I’m not sure if I can shed any light on social media and Human Resources. Can you? Haven’t we discussed this? I’m happy to weigh in and reaffirm the ideas that I’ve shared at countless other events.
- HR bloggers are thinkers.
- You want thinkers in your HR organization.
- HR professionals who have something meaningful to say won’t be bloggers forever.
- They will run businesses.
- They will own budgets.
- And they will remember if you didn’t take them seriously.
If you have anything else, please let me know.
I am really grateful that HR Tech asked me to speak. It’s a fun conference, and the conference organizers are good to me. The people who attend are great. And at this point in my life, I don’t have the time to associate myself with mediocrity. Schwoo, I know you don’t have the time to read a lame blog about a horrible conference.
Unfortunately, other chumpy conference organizers are asking my fellow HR blogging colleagues to show up and perform like circus monkeys. I can’t tell you how many times I’ve heard, “I am giving you a pass. I won’t pay for your airfare and hotel, but I expect you to blog, tweet, and cover the sessions.”
I have news for these conference organizers. You can shove that free pass up your ass.
When I show up at an event, I show up. I bring an audience of HR leaders, executives, and buyers. I bring careerists and job seekers. I bring eyes. I bring an audience. I bring a voice. I am no diva, and I’ll come to an event for free if I know the conference organizer and value the work; however, most HR bloggers are not like me. They aren’t full-time writers and speakers. They are working professionals who have jobs, families, and children. Blogging for free and giving 100% in exchange for a conference pass isn’t an option.
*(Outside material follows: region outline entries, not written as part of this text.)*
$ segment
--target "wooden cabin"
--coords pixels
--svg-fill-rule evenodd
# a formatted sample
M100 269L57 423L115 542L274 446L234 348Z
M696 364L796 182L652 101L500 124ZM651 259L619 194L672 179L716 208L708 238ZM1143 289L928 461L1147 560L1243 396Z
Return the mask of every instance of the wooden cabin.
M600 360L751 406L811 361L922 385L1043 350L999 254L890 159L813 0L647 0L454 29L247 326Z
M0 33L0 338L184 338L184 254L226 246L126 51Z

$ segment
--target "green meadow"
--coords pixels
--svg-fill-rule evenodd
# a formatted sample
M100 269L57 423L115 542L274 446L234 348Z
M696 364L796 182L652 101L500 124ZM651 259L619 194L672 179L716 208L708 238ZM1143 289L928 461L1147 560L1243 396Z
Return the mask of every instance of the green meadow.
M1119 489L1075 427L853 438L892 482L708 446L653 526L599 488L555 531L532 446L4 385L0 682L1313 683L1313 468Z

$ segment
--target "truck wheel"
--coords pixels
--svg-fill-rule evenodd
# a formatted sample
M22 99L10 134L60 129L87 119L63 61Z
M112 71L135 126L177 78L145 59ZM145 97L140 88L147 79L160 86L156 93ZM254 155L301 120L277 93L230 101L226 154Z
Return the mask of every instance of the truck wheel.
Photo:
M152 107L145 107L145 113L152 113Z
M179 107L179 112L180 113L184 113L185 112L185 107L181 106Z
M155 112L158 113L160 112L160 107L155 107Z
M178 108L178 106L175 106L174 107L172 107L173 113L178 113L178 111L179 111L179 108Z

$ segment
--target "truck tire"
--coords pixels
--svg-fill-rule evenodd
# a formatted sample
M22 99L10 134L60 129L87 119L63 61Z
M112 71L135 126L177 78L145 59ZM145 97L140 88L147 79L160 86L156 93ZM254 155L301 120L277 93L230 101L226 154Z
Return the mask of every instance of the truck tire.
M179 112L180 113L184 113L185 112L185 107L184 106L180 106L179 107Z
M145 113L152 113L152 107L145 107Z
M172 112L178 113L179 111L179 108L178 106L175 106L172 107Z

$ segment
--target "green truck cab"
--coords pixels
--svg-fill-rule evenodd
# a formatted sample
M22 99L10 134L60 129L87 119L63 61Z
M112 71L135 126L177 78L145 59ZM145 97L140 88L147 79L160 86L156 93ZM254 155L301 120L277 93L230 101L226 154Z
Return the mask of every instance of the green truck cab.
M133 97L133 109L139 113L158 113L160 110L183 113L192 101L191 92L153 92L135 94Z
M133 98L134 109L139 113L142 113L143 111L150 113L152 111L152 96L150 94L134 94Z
And when naive corporate event planners treat bloggers like a cheap extension of a chintzy PR campaign, I get a little offended on behalf of my friends. Great writers. Great thinkers. Their work is worth something.
So I’m trying to set a new standard for the HR blogging community. You want access to my audience? Ask for it. You want excellent coverage for your event? Buy it like you would buy any item from a service provider. And if I ask a blogger to provide content for my company and attend an event on behalf of my organization, I will walk my talk and pay that person for his/her time.
I’m a capitalist, a blogger, and a Human Resources professional. I know that conferences operate on low margins; however, if you can pay $62 for a pot of coffee, you can rethink your social media and PR strategies and consider the importance of your relationships with working Human Resources professionals who take vacation days and personal days to cover your event and blog about it.